The criminal allegations against Prime Minister Netanyahu have gradually evolved into an all-out battle between the state’s law-enforcement civil service and the government. Netanyahu–along with right-wing government ministers, Knesset Members and many others–claim that the cases against him are an attempt to overthrow a duly-elected prime minister. Efforts to criminalize Netanyahu, they say, are nothing short of a coup in which leading journalists are aiding politically-motivated civil servants from the Police, State Attorney’s office, General Attorney’s office and the Supreme Court.
To ensure Netanyahu’s indictment, say these critics, the legal system has gone so far as to invent new crimes, such as in Case 4000, in which Netanyahu might be charged for bribing telecommunications tycoon Shaul Elovitch in exchange for positive coverage in the online Walla news portal. To ensure indictment, so the claim goes, police investigators and the State Prosecutor stooped so low as to engage in illegal coercive means to recruit state witnesses. The latest scandal bringing this entire affair to a new crescendo involves journalist Amit Segal obtaining police interrogation transcripts of state witness Nir Hefetz, Netanyahu’s former media advisor, that clearly show the employment of illegal investigation methods.
The recent interrogation of Netanyahu himself, along with Likud spokesman Jonathan Urich and current media adviser Ofer Golan, also added fuel to the coup charge. The two were questioned by police just a week or so ago over alleged harassment of state witness Shlomo Filber, harassment that reportedly took place three months ago during the last election cycle. This harassment took the form of loudspeakers being mounted on a vehicle that drove past Filber’s apartment while calling on hims to “man up, tell the truth…” The focus on this relatively innocuous incident by the Police, who during the interrogation confiscated the cellphones of Urich and Golan, infuriated Netanyahu, who decried what he called “a terror attack on democracy.”
All of this, which has been happening under the auspices of State Prosecutor Shai Nitzan and Attorney General Avichai Mandelblit, prompted an unprecedented outburst by Justice Minister Amir Ohana, who convened a special press conference on October 29 to expose what he called “a State Attorney’s Office inside the State Attorney’s Office, which conducts a give-and-take relationship with journalists.
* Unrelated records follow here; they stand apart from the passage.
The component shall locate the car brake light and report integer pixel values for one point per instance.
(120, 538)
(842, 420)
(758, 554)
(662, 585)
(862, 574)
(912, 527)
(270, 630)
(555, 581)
There are those who would describe it as a relationship of bribery.”
Ohana continued by explaining that this “inner State Attorney’s Office establishes its timetable in accordance with the political timetable, the elections and coalition negotiations, and leaks investigative material, therefore turning itself into a player on the political stage.” On November 6, speaking from the Knesset podium, Justice Minister Ohana referred to another police document that surfaced on social media exposing that police were investigating a woman who had an affair with Hefetz, and who had nothing to do with anything, only to pressure Hefetz into becoming a state witness.
Ohana’s opponents insist that by bringing such things to light, he has violated a court-imposed gag order.
Rather than file any kind of charges, however, Shai Nitzan, Avichai Mandelblit and Supreme Court Justice Esther Hayut responded by launching their own attack on Ohana and the entire Likud Party. Hayut said that “such days, unparalleled in our governing history, require us all to stand firm and do our job fearlessly, with responsibility and discretion, as those who are faithful to the rule of law, keeping it, and consolidating its status.” She insisted that “politicalization of the justice system can undermine its foundations as an independent system, to harm the confidence the public has in the judiciary.”
In a joint statement, General Attorney Mandelblit and State Attorney Nitzan said that Ohana’s claim about investigators extorting a key witness was an attempt to “mislead the public” to the benefit of his boss, Netanyahu. For Ohana to call out the police as perpetrators of such deliberate and serious crimes, they insisted, was a “distortion of reality,” and stressed that “the law enforcement system” will continue to be the “protecting wall that shields the Israeli citizens from criminals, crime and corruption. Nothing will deter us from doing our job.”
These statements by top unelected officials, who in essence portrayed themselves as being above reproach, did nothing to alleviate suspicions among the right-wing constituency that top politically-motivated civil servants are employing selective law enforcement in order to effect a desired political outcome.
The Left’s near-sweeping endorsement of Nitzan and Mandelblit also shows that political agendas now take precedence over the type of proper governance essential to any democratic society.
Like it or not, by addressing the problem some now call “the Servants’ Revolt,” Justice Minister Ohana is forcing both the government and the legal system to confront the issue of renegade bureaucrats like Dina Zilber.
In her 2006 book Bureaucracy as PoliticsI, Zilber wrote that “an important aspect [of the legal system] should be the shifting of the governing power toward the center and the ability to make decisive decisions regarding policy from the elected political echelon to the bureaucratic echelon in charge.” Such undemocratic notions did not prevent Zilber from becoming Deputy Attorney General for Administrative and Public Law in 2012. Her contract will end in 2020.